The inability to meet basic needs is one of the most significant barriers to providing effective parenting and caring for children. Poverty is a strong predictor of challenges for young children. 

Unemployment in our 5 county region is at 13%, while UNDER-employment across the state of Michigan is at 18.8%. There is significant increased demand for local assistance programs such as food and baby pantries and a significant increase in the need for charity care from our medical institutions.

Family Supports and Basic Needs Strategies Prioritized:


  1. All children have basic needs met – food, clothing and supplies, shelter, and safety.
  2. Employers and agencies have access to standards-based information about family-friendly best practices that benefit community members, employees, and employers.   

Goals & Strategies

Component Five:  Physical Health



  • Infants, young children & their families are physically healthy.
  • The public recognizes a healthy beginning in life for all children is an essential part of a healthy community.

Healthy children are more able to engage in the full range of life experiences that promote early learning.  A lack of health care or delays in the treatment of health problems, including dental care, can negatively affect a child’s development with lifelong consequences. 

A quality start in life begins with consistent and competent prenatal care and continues with access to regular healthcare providers who provide preventive care such as immunizations and screenings for developmental, hearing, and vision problems.   

Physical Health Strategies Prioritized:


  1. Children are born healthy.
  2. Children are prepared to succeed in 4th grade and beyond by reading proficiently by the end of third grade.
  3. All parents have access to information about “best practices” that promote long-term health; including prenatal practices and seek a family medical home.


Collaborative Infrastructure



  • Parents and a diverse collaborative body is the entity that is driving the work of the GSC, focusing on the 4 outcomes laid out by the Michigan Office of Great Start.

GSC Infrastructure is the underlying base or foundation necessary for successful development and resilience of its infrastructure.  The GSC will focus on the 4 outcomes laid out by the Michigan Office of Great Start in 2013:  Children are born healthy; Children are healthy, thriving, and developmentally on track from birth to third grade; Children are developmentally ready to succeed in school at the time of school entry; Children are prepared to succeed in fourth grade and beyond by reading proficiently by the end of third grade.  In order to achieve these outcomes, as well as goals laid out by ECIC, the Office of Great Start recommends a persistent focus on six high leverage areas:  leadership, parent education and involvement, quality and accountability, coordination and collaboration, efficient funding and access to quality programs.  By focusing on these areas, the GSC and all of it’s partners strive to efficiently leverage resources for system change.  The focus for the GSC Infrastructure is for the GSC to work to establish and sustain a permanent collaborative structure overseeing the promotion of early childhood issues in the COOR/Iosco counties, and to provide education to local policy makers regarding how they can help to achieve these outcomes.  The activities and action agenda to meet these goals were also developed by our Collaborative.

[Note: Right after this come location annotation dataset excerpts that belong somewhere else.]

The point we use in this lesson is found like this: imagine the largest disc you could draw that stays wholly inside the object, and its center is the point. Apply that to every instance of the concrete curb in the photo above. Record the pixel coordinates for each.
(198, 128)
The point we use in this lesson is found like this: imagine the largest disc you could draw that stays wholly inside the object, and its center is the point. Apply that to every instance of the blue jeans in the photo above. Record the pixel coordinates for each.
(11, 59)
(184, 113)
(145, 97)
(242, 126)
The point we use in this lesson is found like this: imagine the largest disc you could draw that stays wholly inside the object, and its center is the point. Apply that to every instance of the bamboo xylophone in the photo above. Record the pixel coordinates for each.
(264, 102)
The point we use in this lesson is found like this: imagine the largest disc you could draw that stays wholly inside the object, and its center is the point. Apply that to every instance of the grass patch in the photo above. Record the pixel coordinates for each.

The Collaborative goals are achievable within the plan laid out by the ECIC and OGS.

Collaborative Infrastructure Strategies Prioritized:

  1. Increase engagement of parents in the Great Start Collaborative and Parent Coalition work.
  2. Diverse engagement is represented in the GSC work.  Membership reflects socio-economic, gender, academic, ethnic, racial, family structure, religious, political and community size, groups experiencing disparities, and other diverse characteristics.
  3. Increase engagement of local business and media.
  4. Increase Parent Leadership and Advocacy.